Dr. Astrov might have carried his "little black bag" dozens of miles in sub-freezing temperatures, armed with what we would now consider primitive medications and tools. There were no antibiotics, X-rays, or blood tests. Although superficially understood, heart disease, diabetes, and
hypertension were decades away from adequate treatments. The rural doctor like Dr. Astrov was essentially a general practitioner with experience in orthopedics, surgery, internal medicine, and sometimes pediatrics--something utterly impossible today.

A very real general practitioner in my family, my only close relative who was also a physician, was my great-uncle Abe Fischer. He inspired me for many years, first as a frequent visitor to our home and then as an attendee at conferences at Maimonides Medical Center during the years of my internal medicine residency (1980-83). He looked like a character from a Chekhov play, with theatrical eyebrows and a Freudian goatee. Uncle Abe would immediately sit himself at the head of the table when he came for dinner--the doctor was an honored member of society and thus the immediate focus of attention at family gatherings. He would automatically become the principal conversationalist, and Uncle Abe had plenty of stories to tell.

Some of these stories were about various A-level patients he had treated, such as Al Capone, "Dutch" Schultz, and Maria Callas (during her childhood in Boro Park, Brooklyn). More often, the stories were about his difficult early years as a physician-in-training. In the 1920's, internships at Maimonides Medical Center (then Israel Zion Hospital) were a precious commodity; in contrast to my starting salary in 1980 of $25, 000 per year, Uncle Abe had a salary, as he put it, of -$110 per month----the fee he had to pay for room and board. I was on-call every three nights for a continuous 33 hours for three years. Uncle Abe was on-call every single night for three years. And when things were "slow" in the hospital, the medical residents had to ride the ambulance.

Such a schedule is unthinkable today. So is that type of dedication, empathy, "bedside manner," integrity, and love of humanity. Uncle Abe was perhaps my greatest inspiration, and I can only hope that I have done something analogous over my own 30-year career as a physician. Bad weather would never have slowed him down, and he would regularly make all-weather housecalls during the Great Depression (the fee was a chicken). I assume that Dr. Astrov--and Dr. Chekhov--would have done the same (and the fee would have been similar).

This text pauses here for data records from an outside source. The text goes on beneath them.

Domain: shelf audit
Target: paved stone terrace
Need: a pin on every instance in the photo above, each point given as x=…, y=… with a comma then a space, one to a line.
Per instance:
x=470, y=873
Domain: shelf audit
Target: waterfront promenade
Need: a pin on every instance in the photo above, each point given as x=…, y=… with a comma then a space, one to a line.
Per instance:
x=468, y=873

Wading through hip-high snow, scaling mini-mountains from one plowed street onto another, dodging icicles, braving frigid blasts of cold air---that's the least I can do to commune with the spirits of those sublimely inspired healers who forged a path for me. I thought of them as I bundled up this morning and headed for my office, one of very few souls in my neighborhood to even venture outside. And I thought about the life of world-weary Chekhovian physicians, those amazing role-models that captured my imagination decades ago. I remember them now. But who will remember me?